It necessarily follows that if the contention of the plaintiff in error is correct, then the judgment of the county and district courts of Johnston county, Okla., was erroneous and incorrect; if the contention of Ruby Brokeshoulder is correct, then said judgment is a valid Judgment. If the judgment of the district court is sustained in this appeal, then Ruby Brokeshouler is an heir of Cammack Brokeshoulder as his surviving widow and entitled to an undivided one-fourth (1/4) interest in his estate. If Josephine Brokeshoulder, nee Silistan, was the legal wife of Cammack Brokeshoulder at the time of his death in Johnston county, Okla., then, in that event, said Josephine Brokeshoulder is an heir of Cammack Brokeshoulder, and under the admitted facts in this case she would be entitled to an undivided one-third (1/3) interest in said estate.

At a hearing of this cause the evidence of divers and sundry witnesses was taken upon the issues involved. Most of the evidence was taken by deposition and was read to the trial court. The plaintiff in error and defendant in error were both present at the trial and testified therein.
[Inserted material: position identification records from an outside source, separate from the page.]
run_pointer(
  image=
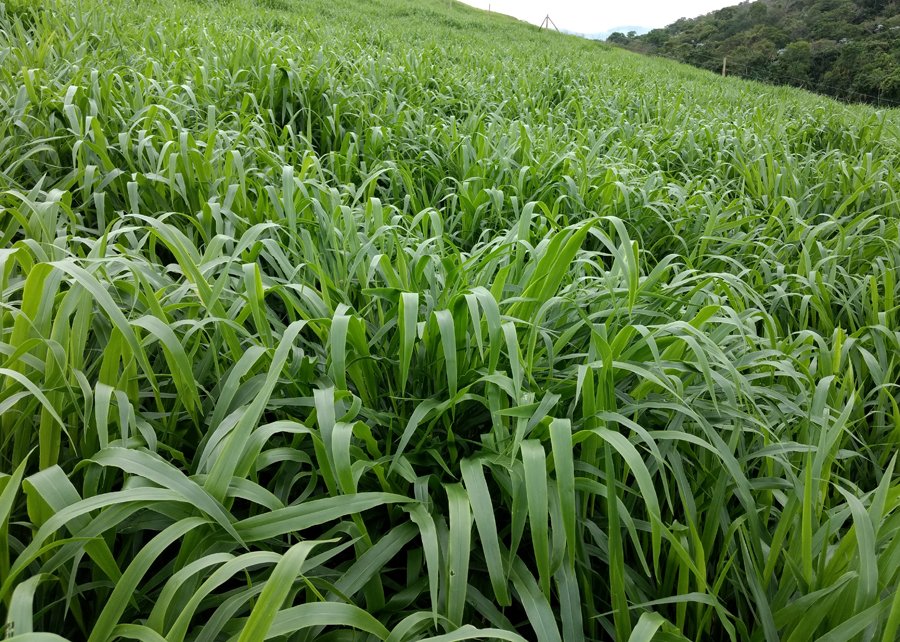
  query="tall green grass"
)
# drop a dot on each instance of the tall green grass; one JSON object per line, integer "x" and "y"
{"x": 326, "y": 320}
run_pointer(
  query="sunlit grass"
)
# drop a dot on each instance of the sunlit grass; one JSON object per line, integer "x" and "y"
{"x": 329, "y": 321}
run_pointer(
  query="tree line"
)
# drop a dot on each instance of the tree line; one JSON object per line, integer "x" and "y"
{"x": 849, "y": 49}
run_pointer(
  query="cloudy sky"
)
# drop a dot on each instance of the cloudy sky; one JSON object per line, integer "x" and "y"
{"x": 591, "y": 16}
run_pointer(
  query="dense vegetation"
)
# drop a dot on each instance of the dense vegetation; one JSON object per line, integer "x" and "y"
{"x": 849, "y": 49}
{"x": 395, "y": 320}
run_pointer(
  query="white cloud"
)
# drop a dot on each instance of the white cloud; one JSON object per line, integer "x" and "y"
{"x": 586, "y": 16}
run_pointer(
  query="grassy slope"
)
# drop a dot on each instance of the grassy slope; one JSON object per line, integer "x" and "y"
{"x": 526, "y": 332}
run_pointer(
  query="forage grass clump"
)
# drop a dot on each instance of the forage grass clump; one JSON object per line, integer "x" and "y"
{"x": 329, "y": 320}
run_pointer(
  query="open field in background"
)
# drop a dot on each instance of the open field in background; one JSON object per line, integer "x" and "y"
{"x": 329, "y": 320}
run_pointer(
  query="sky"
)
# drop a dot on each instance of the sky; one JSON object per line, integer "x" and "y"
{"x": 594, "y": 16}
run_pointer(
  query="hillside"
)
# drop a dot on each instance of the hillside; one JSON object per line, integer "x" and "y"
{"x": 329, "y": 320}
{"x": 849, "y": 49}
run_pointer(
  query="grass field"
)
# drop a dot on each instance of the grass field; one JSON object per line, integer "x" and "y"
{"x": 331, "y": 320}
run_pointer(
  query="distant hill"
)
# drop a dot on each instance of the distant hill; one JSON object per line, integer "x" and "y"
{"x": 603, "y": 35}
{"x": 849, "y": 49}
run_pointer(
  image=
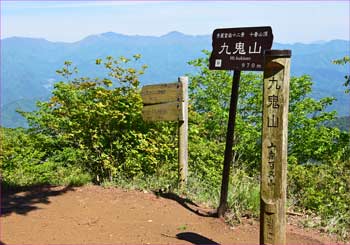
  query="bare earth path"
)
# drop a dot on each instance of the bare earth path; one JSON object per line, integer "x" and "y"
{"x": 96, "y": 215}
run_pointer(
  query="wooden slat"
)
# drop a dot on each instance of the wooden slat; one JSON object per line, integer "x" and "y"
{"x": 274, "y": 150}
{"x": 161, "y": 93}
{"x": 163, "y": 112}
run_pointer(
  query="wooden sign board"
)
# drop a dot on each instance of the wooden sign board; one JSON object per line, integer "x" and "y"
{"x": 240, "y": 49}
{"x": 161, "y": 93}
{"x": 172, "y": 111}
{"x": 274, "y": 147}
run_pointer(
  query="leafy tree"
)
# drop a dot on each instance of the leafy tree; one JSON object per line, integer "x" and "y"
{"x": 101, "y": 119}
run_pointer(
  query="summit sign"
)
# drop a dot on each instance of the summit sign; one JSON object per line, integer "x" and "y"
{"x": 240, "y": 49}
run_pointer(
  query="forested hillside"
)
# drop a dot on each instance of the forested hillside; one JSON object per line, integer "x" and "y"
{"x": 91, "y": 130}
{"x": 29, "y": 65}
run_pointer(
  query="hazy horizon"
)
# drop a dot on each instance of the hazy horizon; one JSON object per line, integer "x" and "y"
{"x": 159, "y": 36}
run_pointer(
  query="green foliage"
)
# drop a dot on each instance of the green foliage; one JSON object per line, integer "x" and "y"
{"x": 97, "y": 123}
{"x": 23, "y": 163}
{"x": 91, "y": 130}
{"x": 344, "y": 61}
{"x": 317, "y": 153}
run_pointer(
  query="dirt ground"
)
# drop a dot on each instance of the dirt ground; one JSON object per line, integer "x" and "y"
{"x": 96, "y": 215}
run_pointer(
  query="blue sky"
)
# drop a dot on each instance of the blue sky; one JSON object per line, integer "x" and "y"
{"x": 69, "y": 21}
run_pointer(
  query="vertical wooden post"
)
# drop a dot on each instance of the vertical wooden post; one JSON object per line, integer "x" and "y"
{"x": 274, "y": 147}
{"x": 229, "y": 144}
{"x": 183, "y": 134}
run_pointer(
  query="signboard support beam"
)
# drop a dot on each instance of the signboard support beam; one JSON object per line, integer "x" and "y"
{"x": 273, "y": 186}
{"x": 229, "y": 144}
{"x": 183, "y": 134}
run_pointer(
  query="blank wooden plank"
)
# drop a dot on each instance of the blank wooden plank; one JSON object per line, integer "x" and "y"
{"x": 161, "y": 93}
{"x": 163, "y": 112}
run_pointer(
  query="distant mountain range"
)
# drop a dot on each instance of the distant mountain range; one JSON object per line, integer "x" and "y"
{"x": 28, "y": 65}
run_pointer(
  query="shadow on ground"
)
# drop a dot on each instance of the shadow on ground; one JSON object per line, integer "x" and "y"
{"x": 22, "y": 200}
{"x": 194, "y": 238}
{"x": 186, "y": 203}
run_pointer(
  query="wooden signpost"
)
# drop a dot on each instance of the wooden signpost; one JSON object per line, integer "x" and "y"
{"x": 274, "y": 147}
{"x": 236, "y": 49}
{"x": 249, "y": 49}
{"x": 169, "y": 102}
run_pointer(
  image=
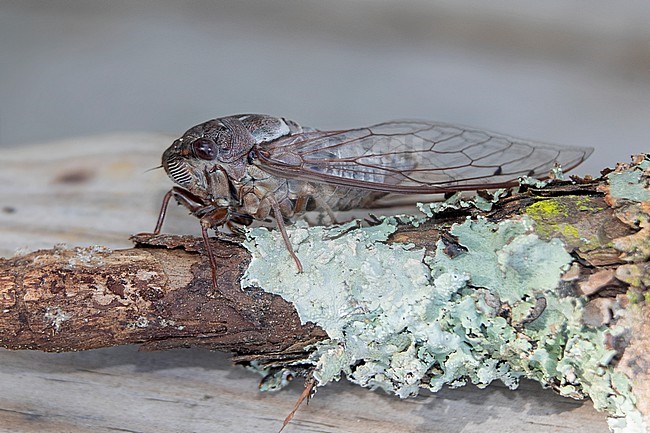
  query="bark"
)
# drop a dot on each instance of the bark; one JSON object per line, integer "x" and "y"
{"x": 159, "y": 293}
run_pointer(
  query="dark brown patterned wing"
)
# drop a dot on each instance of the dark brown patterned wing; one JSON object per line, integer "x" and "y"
{"x": 413, "y": 157}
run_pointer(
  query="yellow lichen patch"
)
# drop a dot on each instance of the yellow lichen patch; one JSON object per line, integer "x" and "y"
{"x": 551, "y": 217}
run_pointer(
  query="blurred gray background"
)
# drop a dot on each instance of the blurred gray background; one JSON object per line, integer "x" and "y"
{"x": 563, "y": 71}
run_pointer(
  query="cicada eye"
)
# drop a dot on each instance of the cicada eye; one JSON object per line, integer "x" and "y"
{"x": 204, "y": 148}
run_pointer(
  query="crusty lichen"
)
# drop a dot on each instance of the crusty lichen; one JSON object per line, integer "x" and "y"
{"x": 401, "y": 319}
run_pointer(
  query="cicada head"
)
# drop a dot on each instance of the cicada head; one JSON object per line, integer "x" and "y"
{"x": 206, "y": 153}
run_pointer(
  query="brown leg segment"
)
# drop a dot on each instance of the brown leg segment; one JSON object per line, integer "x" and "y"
{"x": 283, "y": 231}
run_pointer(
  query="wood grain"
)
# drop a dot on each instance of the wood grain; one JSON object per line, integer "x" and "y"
{"x": 95, "y": 191}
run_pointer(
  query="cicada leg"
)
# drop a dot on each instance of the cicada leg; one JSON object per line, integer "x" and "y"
{"x": 215, "y": 218}
{"x": 283, "y": 230}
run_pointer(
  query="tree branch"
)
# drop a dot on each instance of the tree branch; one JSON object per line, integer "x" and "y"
{"x": 159, "y": 293}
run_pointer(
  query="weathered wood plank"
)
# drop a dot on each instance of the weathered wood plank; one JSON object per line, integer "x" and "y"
{"x": 96, "y": 191}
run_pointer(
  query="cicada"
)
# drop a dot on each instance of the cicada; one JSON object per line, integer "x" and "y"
{"x": 234, "y": 170}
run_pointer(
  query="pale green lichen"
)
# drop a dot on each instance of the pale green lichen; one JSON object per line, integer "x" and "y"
{"x": 629, "y": 184}
{"x": 399, "y": 319}
{"x": 456, "y": 201}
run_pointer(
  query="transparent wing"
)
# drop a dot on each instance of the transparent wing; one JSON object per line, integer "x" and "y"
{"x": 413, "y": 157}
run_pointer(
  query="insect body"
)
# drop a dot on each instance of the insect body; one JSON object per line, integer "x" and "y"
{"x": 237, "y": 169}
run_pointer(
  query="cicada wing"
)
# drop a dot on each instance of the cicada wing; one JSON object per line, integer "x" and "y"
{"x": 413, "y": 157}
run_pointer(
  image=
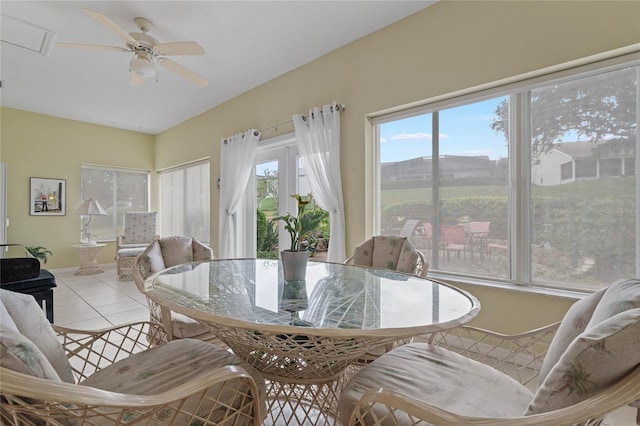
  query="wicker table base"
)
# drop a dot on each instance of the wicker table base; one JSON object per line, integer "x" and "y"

At the close of the evidence offered and introduced by the various witnesses the trial court made the following finding of fact and conclusion of law:

"Finding of Fact.

"That Cammack Brokeshoulder, Sr., deceased, was a Mississippi Choctaw Indian by blood and duly enrolled as such by the Commission to the Five Civilized Tribes; that he died intestate in Johnston county, state of Oklahoma, on the 8th day of March, 1920, and that at the time of his death Johnston county, Oklahoma, was his permanent home and place of residence and that the county court of Johnston county, Oklahoma, has and had jurisdiction of the settlement and administration of the estate of said Cammack Brokeshoulder, deceased.

"2. That said Cammack Brokeshoulder, Sr., and Josephine Brokeshoulder, nee Silistan, were legally married in the state of Mississippi in the year 1908 and of this marriage there was one child born, viz., Mabel Ellis Brokeshoulder, a minor, and said child is a legitimate child and an heir of said Cammack Brokeshoulder, deceased.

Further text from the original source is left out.